DailyGlimpse

Kakao Brain Open-Sources ViT and ALIGN Models Alongside COYO Dataset

AI
April 26, 2026 · 5:04 PM
Kakao Brain Open-Sources ViT and ALIGN Models Alongside COYO Dataset

Kakao Brain, in collaboration with Hugging Face, has released a new open-source image-text dataset called COYO, containing 700 million pairs, along with two visual language models—ViT and ALIGN—trained on it. This marks the first time an ALIGN model has been made publicly available for free and open-source use, and the first release of ViT and ALIGN models that come with their training dataset.

The models follow the same architecture and hyperparameters as Google's original versions but are trained on the COYO dataset. Google's ViT and ALIGN models, while trained on massive datasets (300 million images for ViT and 1.8 billion image-text pairs for ALIGN), cannot be replicated because the datasets are not public. This contribution is particularly valuable for researchers seeking reproducibility.

Key takeaways:

  • First open-source ALIGN model ever.
  • First open ViT and ALIGN models trained on an open-source dataset.
  • Performance on par with Google's versions.
  • Interactive demos available on Hugging Face.

Performance Comparison

Kakao Brain's ALIGN-B7-Base, trained on 700 million pairs (vs. Google's 1.8 billion), performs on par with Google's on Image KNN classification and better on MS-COCO retrieval tasks. Their ViT-L/16 performs similarly to Google's on ImageNet and ImageNet-ReaL at resolutions 384 and 512.

COYO Dataset

COYO is an open-source dataset of 700 million image-text pairs, similar to Google's ALIGN 1.8B dataset but publicly available. Compared to LAION 2B, COYO offers more metadata, including aesthetic scores, robust watermark scores, and face count data, giving users finer-grained control.

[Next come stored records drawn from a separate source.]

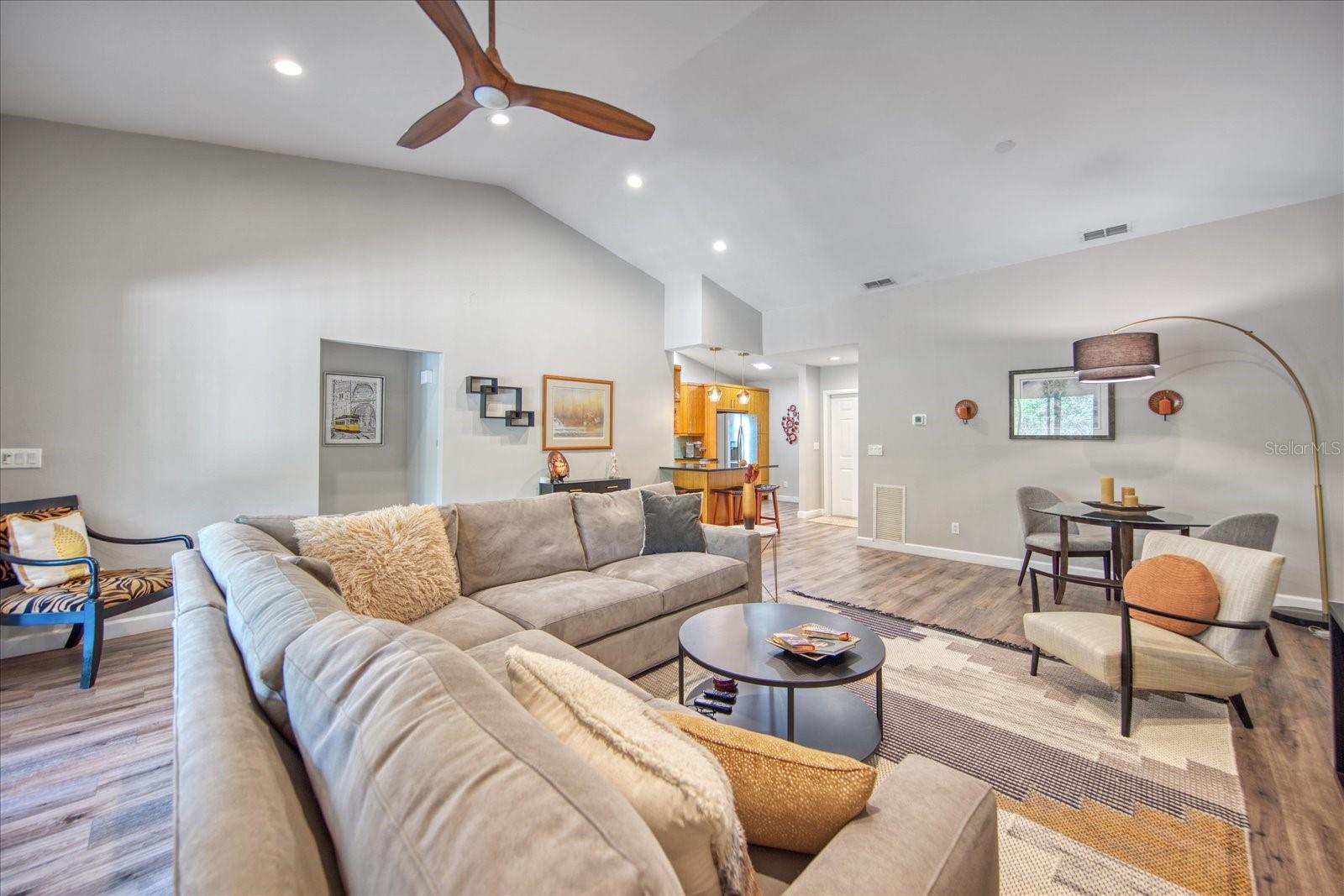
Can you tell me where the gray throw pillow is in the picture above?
[640,490,704,555]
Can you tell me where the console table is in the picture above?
[536,479,630,495]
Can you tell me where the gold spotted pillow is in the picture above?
[8,511,89,592]
[663,712,878,854]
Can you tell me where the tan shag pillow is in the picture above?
[504,647,759,896]
[663,712,878,854]
[294,505,462,622]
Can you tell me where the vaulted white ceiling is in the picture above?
[0,0,1344,309]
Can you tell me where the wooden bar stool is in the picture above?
[757,482,781,532]
[710,485,742,525]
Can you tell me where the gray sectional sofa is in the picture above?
[173,486,997,896]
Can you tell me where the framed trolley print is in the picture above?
[1008,367,1116,441]
[542,374,614,451]
[323,374,387,445]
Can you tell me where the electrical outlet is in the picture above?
[0,448,42,470]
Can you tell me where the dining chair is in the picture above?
[1021,532,1284,737]
[1017,485,1110,600]
[0,495,192,688]
[1199,513,1278,657]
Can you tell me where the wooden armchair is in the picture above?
[0,495,193,688]
[1023,532,1284,737]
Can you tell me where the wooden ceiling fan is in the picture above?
[396,0,654,149]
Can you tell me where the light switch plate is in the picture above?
[0,448,42,470]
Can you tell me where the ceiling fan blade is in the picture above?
[417,0,506,92]
[396,90,479,149]
[506,83,654,139]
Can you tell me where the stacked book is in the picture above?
[766,622,858,663]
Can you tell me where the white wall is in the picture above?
[858,196,1344,599]
[748,378,802,501]
[0,117,672,652]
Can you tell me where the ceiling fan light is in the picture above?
[472,85,508,112]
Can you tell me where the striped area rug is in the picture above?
[636,596,1254,896]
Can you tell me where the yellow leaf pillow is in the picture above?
[663,712,878,854]
[9,511,89,591]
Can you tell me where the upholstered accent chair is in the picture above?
[1199,513,1278,657]
[1017,485,1110,590]
[1021,532,1284,737]
[0,495,193,688]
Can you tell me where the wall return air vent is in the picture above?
[872,485,906,542]
[1084,224,1129,244]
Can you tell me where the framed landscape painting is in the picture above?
[323,374,386,446]
[1008,367,1116,441]
[542,374,614,451]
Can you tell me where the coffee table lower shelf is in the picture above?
[685,672,882,762]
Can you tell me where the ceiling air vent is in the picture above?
[1084,224,1129,244]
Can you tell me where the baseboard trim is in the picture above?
[0,600,173,659]
[858,536,1321,610]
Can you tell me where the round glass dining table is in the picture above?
[1031,501,1212,603]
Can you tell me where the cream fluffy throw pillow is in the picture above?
[294,505,462,622]
[506,647,759,896]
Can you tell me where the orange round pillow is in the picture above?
[1125,553,1219,637]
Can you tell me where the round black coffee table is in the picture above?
[677,603,887,760]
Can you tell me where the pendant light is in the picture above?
[704,345,723,405]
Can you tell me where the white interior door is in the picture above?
[827,394,858,517]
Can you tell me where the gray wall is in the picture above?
[316,340,408,513]
[858,196,1344,598]
[0,117,672,652]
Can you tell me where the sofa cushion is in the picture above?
[507,646,755,896]
[570,489,643,569]
[1021,611,1255,697]
[457,491,587,594]
[466,629,661,708]
[226,553,347,740]
[407,598,522,650]
[594,552,748,612]
[285,614,677,893]
[472,572,663,645]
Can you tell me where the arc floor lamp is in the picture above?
[1074,314,1331,626]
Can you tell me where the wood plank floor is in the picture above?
[0,505,1344,896]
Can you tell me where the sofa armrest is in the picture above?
[786,757,999,896]
[701,522,761,602]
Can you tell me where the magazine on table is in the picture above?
[766,622,860,663]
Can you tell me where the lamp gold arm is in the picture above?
[1111,314,1331,625]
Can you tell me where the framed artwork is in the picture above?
[1008,367,1116,441]
[323,374,386,445]
[542,374,614,451]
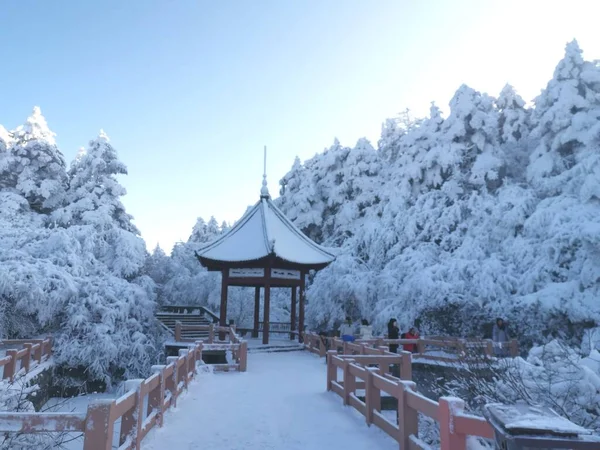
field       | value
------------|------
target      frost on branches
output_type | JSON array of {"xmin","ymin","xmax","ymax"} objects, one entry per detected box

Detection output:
[
  {"xmin": 0, "ymin": 108, "xmax": 156, "ymax": 382},
  {"xmin": 277, "ymin": 41, "xmax": 600, "ymax": 345}
]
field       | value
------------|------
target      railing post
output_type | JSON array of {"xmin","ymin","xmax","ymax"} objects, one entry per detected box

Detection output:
[
  {"xmin": 175, "ymin": 320, "xmax": 181, "ymax": 342},
  {"xmin": 438, "ymin": 397, "xmax": 467, "ymax": 450},
  {"xmin": 150, "ymin": 365, "xmax": 167, "ymax": 427},
  {"xmin": 344, "ymin": 359, "xmax": 356, "ymax": 405},
  {"xmin": 326, "ymin": 350, "xmax": 337, "ymax": 391},
  {"xmin": 21, "ymin": 343, "xmax": 33, "ymax": 373},
  {"xmin": 194, "ymin": 341, "xmax": 204, "ymax": 370},
  {"xmin": 165, "ymin": 356, "xmax": 179, "ymax": 407},
  {"xmin": 240, "ymin": 341, "xmax": 248, "ymax": 372},
  {"xmin": 177, "ymin": 348, "xmax": 190, "ymax": 391},
  {"xmin": 83, "ymin": 400, "xmax": 115, "ymax": 450},
  {"xmin": 400, "ymin": 351, "xmax": 412, "ymax": 381},
  {"xmin": 319, "ymin": 336, "xmax": 327, "ymax": 358},
  {"xmin": 33, "ymin": 340, "xmax": 44, "ymax": 364},
  {"xmin": 4, "ymin": 349, "xmax": 18, "ymax": 381},
  {"xmin": 365, "ymin": 369, "xmax": 381, "ymax": 426},
  {"xmin": 119, "ymin": 379, "xmax": 144, "ymax": 450},
  {"xmin": 46, "ymin": 336, "xmax": 52, "ymax": 359},
  {"xmin": 397, "ymin": 381, "xmax": 418, "ymax": 450},
  {"xmin": 208, "ymin": 323, "xmax": 215, "ymax": 344}
]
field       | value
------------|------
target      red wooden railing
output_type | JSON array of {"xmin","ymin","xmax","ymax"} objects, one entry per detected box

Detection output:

Feature COYO LAION 2B ALIGN 1.8B
Image-text similarity scores Provided (CLIP ViT-B/32 and ViT-L/14) Provided (CLIP ViT-B/32), filtered above 0.28 Minimal frequency-based filtering
NSFW filtering On images and text On images Google Cloud API
Face data Yes (face count as metadata) No NA
Size 700M English 2B English 1.8B
Source CC 2020 Oct – 2021 Aug CC 2014–2020 NA
Aesthetic score Yes Partial NA
Watermark score Robust Basic NA
Availability Hugging Face Hugging Face Not public

How ViT and ALIGN Work

ViT (Vision Transformer) applies transformer architecture to image patches, offering up to 4x computational efficiency over CNNs. Kakao Brain's ViT is trained on COYO-Labeled-300M and performs similarly to Google's ViT, with all code, model, and data publicly released.

ALIGN (A Large-scale Image and Noisy Text Embedding) uses a dual-encoder architecture with contrastive loss on noisy image-text pairs. Kakao Brain's version is the first open-source ALIGN, outperforming Google's reported results on several metrics.

Using the COYO Dataset

The dataset is available on the Hugging Face Hub and can be downloaded for research and development. Detailed instructions are provided in the COYO GitHub repository.